Leerlijn communicatie

Uit Wiki HOVUmc
Versie door Marrit Kool (overleg | bijdragen) op 4 apr 2019 om 08:26 (consulttaken zonder bouwsteen weg)
Ga naar: navigatie, zoeken
Leerlijn communicatie
Leerlijnhouder

Gert Roos

Leerlijnmedewerkers

Marrit Kool

Communicatie

Artsen voeren tijdens hun werkzame leven zo’n 200.000 gesprekken met patiënten. Om deze gesprekken in goede banen te leiden is het kunnen toepassen van professionele gespreksvaardigheden van belang. Goede arts-patiëntcommunicatie is van positieve invloed op de tevredenheid van de patiënt en de arts, en op de effectiviteit van de behandeling.

Arts-patiëntcommunicatie (APC) binnen de opleiding

Om je gespreksvaardigheden te verbeteren, heb je allereerst kennis en begrip nodig: wat gebeurt er in een consult op gebied van communicatie?, welke keuzes maak je in een gesprek? Vervolgens is oefening onder supervisie van inspirerende rolmodellen van belang.

Het onderdeel APC op deze Wiki biedt je praktisch materiaal waarmee je je kennis en vaardigheid op dit gebied kunt vergroten. Zowel theoretische achtergronden en communicatiemodellen als hulpmiddelen in gespreksvoering komen aan bod. De terugkomdag en opleidingspraktijk bieden vervolgens ruimte voor het oefenen - onder andere door middel van duo-spreekuren, video-observaties en rollenspelen.

APC-gespreksvaardigheden binnen de opleiding

Het onderwijs over arts-patiëntcommunicatie wordt in de opleiding in twee stappen opgebouwd. Eerst leer je de basisgespreksvaardigheden. Zodra je die beheerst, is er ruimte voor de tweede stap: context-specifiek en doelgericht communiceren.

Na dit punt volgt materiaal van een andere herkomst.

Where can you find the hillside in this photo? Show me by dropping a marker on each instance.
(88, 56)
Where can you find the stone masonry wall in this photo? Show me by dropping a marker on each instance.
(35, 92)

  1. Basisgespreksvaardigheden. In de eerste zes maanden van de eerste huisartsstage werk je aan de basisgespreksvaardigheden van arts-patiëntcommunicatie - zoals het verhelderen van de hulpvraag, het bieden van structuur en het goed uitleggen van je behandelvoorstel. Deze eerste opleidingsfase wordt afgesloten met de basis consultvoeringstoets. Daarin worden de basisgespreksvaardigheden getoetst.
  2. Context-specifiek en doelgericht communiceren. In het vervolg van de opleiding ga je de basisvaardigheden toepassen binnen de verschillende contacten met patiënten. Je leert je communicatie af te stemmen op de context van elk specifiek consult, maar ook om het in te zetten voor de doelen die je zelf binnen dat consult wil bereiken. Dit wordt ‘context-specifiek en doelgericht communiceren’ genoemd. Het huisartsenvak kenmerkt zich door een enorme variatie in contextfactoren, het doel van de dokter kan binnen het verloop van een consult variëren. In fase 2 van de opleiding wordt het contextspecifiek en doelgericht inzetten van communicatievaardigheden in meer complexe consulten getoetst.

APC-bouwstenen

Op deze Wiki zijn de APC-bouwstenen volgens bovenstaande indeling geordend. Deze bouwstenen helpen je om je te ontwikkelen op het gebied van gespreksvaardigheden. Bouwstenen hebben uiteenlopende vormen: op deze Wiki vind je ter ondersteuning van het onderwijs onder meer videomateriaal, communicatietools voor in de spreekkamer, powerpoint-presentaties en suggesties voor ondersteunende literatuur.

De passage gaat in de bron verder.